I earmarked this article https://doi.org/10.1136/bmj.k5017 a year ago as an important analytical piece on using a systematic approach to improve care. It spoke to me about personalising care, and systematising how that is done, and about reducing wasteful variation by targeting resources on care that met patients needs. It also spoke about communication, and assessing patient need based on conversations.
The article tackled something else too; semantics. The authors debated the meaning of the term ‘best supportive care’, and whether it is the same as palliative care. ‘Best supportive care’ is a phrase that comes back to us from MDT meetings, where patient treatment options are systematically reviewed and agreed by experts. Patients who are too unwell, or who reject, active treatment of their cancer are allocated to ‘best supportive care’. What that means, who provides it, and whether it is different to palliative care is all a moot point.

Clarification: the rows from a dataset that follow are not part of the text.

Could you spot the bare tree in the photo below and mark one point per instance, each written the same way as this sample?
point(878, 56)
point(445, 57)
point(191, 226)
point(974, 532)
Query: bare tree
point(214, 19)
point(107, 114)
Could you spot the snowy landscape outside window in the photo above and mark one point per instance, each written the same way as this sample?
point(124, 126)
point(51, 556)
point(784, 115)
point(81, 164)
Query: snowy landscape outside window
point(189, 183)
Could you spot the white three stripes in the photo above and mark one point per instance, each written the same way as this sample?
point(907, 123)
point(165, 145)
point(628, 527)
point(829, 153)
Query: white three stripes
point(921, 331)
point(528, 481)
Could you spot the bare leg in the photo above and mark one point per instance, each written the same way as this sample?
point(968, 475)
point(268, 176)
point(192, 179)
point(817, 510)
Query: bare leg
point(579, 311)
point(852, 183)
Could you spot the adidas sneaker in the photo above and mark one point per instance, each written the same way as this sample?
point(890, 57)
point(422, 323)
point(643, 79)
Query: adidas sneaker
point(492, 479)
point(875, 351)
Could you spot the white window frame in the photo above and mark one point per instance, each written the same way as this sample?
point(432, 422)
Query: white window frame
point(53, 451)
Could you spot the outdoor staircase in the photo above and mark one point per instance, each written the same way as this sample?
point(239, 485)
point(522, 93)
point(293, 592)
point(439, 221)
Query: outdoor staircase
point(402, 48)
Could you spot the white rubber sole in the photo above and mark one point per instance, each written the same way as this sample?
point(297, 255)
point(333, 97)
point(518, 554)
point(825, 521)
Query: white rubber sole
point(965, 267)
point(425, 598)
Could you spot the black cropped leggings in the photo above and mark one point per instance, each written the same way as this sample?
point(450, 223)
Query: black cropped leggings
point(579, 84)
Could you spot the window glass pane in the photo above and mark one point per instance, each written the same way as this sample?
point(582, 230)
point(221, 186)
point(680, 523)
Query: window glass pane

In the responses to the paper, the debate continues; will this term become a euphemism for palliative care? And who decides what best supportive care entails, and who is responsible for delivering it?
Looking at the experience of patients with newly diagnosed lung cancer in Fife, it was clear that something was not right. Patients and those around them described uncertainty about who was overseeing their care. There was a lot of variation in actual care and support provided, but this did not equate to need, and was a product of a lack of a systematic approach.
The system that the team in Fife devised based itself on realistic medicine principals.
While this plan looks only at the care of patients with lung cancer, it could be a blueprint for the development of similar services. For example, on our small patch of the Hebrides, it would be sensible to use this approach for all patients requiring best supportive care.
The plan starts with a comprehensive, patient-centred assessment of need, led by a senior clinician. In Fife, where the team started with lung cancer patients, the assessment was a senior palliative medicine clinician. In the Hebrides, we would have to cut our cloth accordingly, and this may be a cancer care lead GP, or a MacMillan nurse. Our own experience is that patients like to know which GP and MacMillan nurse is overseeing their care. One key feature of the assessment is that it is about exploring understanding, discussing implications, and evolving the conversation towards care planning and support.
The second key step in Fife was communicating with all of the professionals identified in the initial plan, including setting up a Key Information Summary. Communication is so easy to do badly, and makes such a huge difference when done well.
My own experience is that this is an iterative process, and the cycle could easily be repeated as circumstances change. The experience in Fife was that over the first three years of the project, systematic change spread through palliative care service delivery.
A treatment that lacks evidence, does not have a realistic outcome or benefit, or that is not really useful for the patient, is a resource wasted. Saving the patient from unnecessary treatment also saves resources, which can then be redirected into support. The health economics of this change in focus is mentioned, but not described; the authors mention this as a barrier to achieving change, as the savings and investments are across organisations and budgets.
Their argument is that delivering what really matters to patients enables effective clinical care without overuse of resources. We know that sounds right, even if the healthcare economics are hard to pin down.